The Ecological Approach to Multimodal System Design

Ecological Interfaces:
Extending the Pointing Paradigm by Visual Context

Antonella De Angeli1, Laurent Romary2 and Frederic Wolff2

1Department of Psychology, University of Trieste,
Via dell’Università, 7, I-34123, Trieste, Italy

2Laboratoire Loria
BP 239, 54506 Vandoeuvre-Les-Nancy, France

{deangeli, romary, wolff}@loria.fr

Abstract. Following the ecological approach to visual perception, this paper presents an innovative framework for the design of multimodal systems. The proposal emphasises the role of the visual context on gestural communication. It is aimed at extending the concept of affordances to explain referring gesture variability. The validity of the approach is confirmed by results of a simulation experiment. A discussion of practical implications of our findings for software architecture design is presented.

1. Introduction

Natural communication is a continuous stream of signals produced by different channels, which reciprocally support each other to optimise comprehension. Although most of the information is provided by speech, semantic and pragmatic features of the message are distributed across verbal and non-verbal language. When talking, humans say words with a particular intonation, move hands and body, change facial expressions, shift their gazes. Interlocutors tend to use all the modalities that are available in the communicative context. In this way, they can accommodate a wide range of contexts and goals, achieving effective information exchange. As a new generation of information systems begins to evolve, the power of multimodal communication can be also exploited at the human-computer interface. Multimodal systems have the peculiarity of extracting and conveying meanings through several I/O interfaces, such as microphone, keyboard, mouse, electronic pen, and touch-screen. This characteristic applies to a number of prototypes, varying on the quantity and the type of implemented modalities, as well as on computational capabilities. The design space of multimodal systems can be defined along two dimensions: Use of modalities and Fusion [10]. Use of modalities refers to the temporal availability of different channels during interaction. They can be used sequentially or simultaneously. Fusion refers to the combination of data transmitted from separate modalities. They can be processed independently or in a combined way. The two dimensions give rise to four classes of systems (see Table 1).

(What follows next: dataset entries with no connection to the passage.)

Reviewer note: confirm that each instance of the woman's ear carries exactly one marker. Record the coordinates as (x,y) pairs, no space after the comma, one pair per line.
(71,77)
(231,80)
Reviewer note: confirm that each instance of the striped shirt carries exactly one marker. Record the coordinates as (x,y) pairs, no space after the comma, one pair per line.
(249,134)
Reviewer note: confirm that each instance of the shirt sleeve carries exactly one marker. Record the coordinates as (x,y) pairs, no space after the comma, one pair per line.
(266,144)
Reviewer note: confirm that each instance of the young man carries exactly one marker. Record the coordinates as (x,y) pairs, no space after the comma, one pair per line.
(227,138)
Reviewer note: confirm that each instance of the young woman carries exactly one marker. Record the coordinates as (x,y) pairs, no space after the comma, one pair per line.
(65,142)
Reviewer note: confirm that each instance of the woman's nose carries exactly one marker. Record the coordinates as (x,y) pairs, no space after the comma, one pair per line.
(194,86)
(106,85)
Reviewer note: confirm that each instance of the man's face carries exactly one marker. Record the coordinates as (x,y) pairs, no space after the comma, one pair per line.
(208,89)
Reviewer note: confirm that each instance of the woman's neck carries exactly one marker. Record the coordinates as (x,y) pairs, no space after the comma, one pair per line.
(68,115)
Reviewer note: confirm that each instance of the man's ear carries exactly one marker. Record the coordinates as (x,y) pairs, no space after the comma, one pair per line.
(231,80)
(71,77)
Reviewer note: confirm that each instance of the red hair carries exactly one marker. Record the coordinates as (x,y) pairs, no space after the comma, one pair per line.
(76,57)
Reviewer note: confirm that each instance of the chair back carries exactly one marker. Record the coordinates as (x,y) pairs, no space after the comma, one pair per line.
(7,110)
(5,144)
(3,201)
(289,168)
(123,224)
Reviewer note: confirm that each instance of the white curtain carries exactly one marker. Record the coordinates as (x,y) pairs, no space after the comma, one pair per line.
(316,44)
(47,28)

Table 1. The design space of multimodal systems, adapted from [10].

Use of modalities
Sequential / Parallel
Fusion / Combined / Alternate / Synergistic
Independent / Exclusive / Concurrent

This paper addresses synergistic systems, combining simultaneous input from speech and gesture (from now on, simply, multimodal systems). Speech refers to unconstrained verbal commands, gesture to movements in a 2-d space (the computer screen). The focus is on the use of contextual knowledge for disambiguating spatial references (communicative acts aimed at locating objects in the physical space). The ecological approach to multimodal system design is presented. Its innovative aspect regards the importance given to visual perception as a fundamental factor affecting the production and the understanding of gesture. The basic assumption is that referring acts can rely both on explicit information, provided by intentional communication (verbal language and communicative gesture), and on implicit information, provided by the physical context where communication takes place (objects visual layout). The validity of the approach is confirmed by empirical results from a Wizard of Oz study and by the satisfactory performance of a prototype basing gesture analysis on anthropomorphic perceptual principles.

2. Towards a natural interaction

Enlarging the bandwidth of the interaction, multimodal systems have the potential for introducing a major shift in the usability of future computers. Users can express their intentions in a spontaneous way, without trying to fit to the interface language. They can also select the most appropriate modalities according to the circumstances. In particular, multimodal systems were found to be extremely useful whenever the task was to locate objects in the physical space [14]. Users were faster, less error prone and less disfluent, when interacting via pen and voice, than via voice only or pen only [12]. The advantage was primarily due to verbal-language limitations in defining spatial location [5], [1], [14]. Gestures, on the contrary, are efficient means for coping with the complexity of the visual world. As an example, referring to a triangle in Fig. 1 by verbal language alone produces a complex utterance describing the spatial position of the target. A much easier solution is to directly indicate the target, integrating a pointing gesture into the flow of speech. From a linguistic point of view, this communication act is called gestural usage of space deixis. It is a canonical example of semantic features distribution across different modalities: the final meaning results from the synchronisation of a space deictic term ("this-that"; "here-there") and a deictic gesture (mainly pointing).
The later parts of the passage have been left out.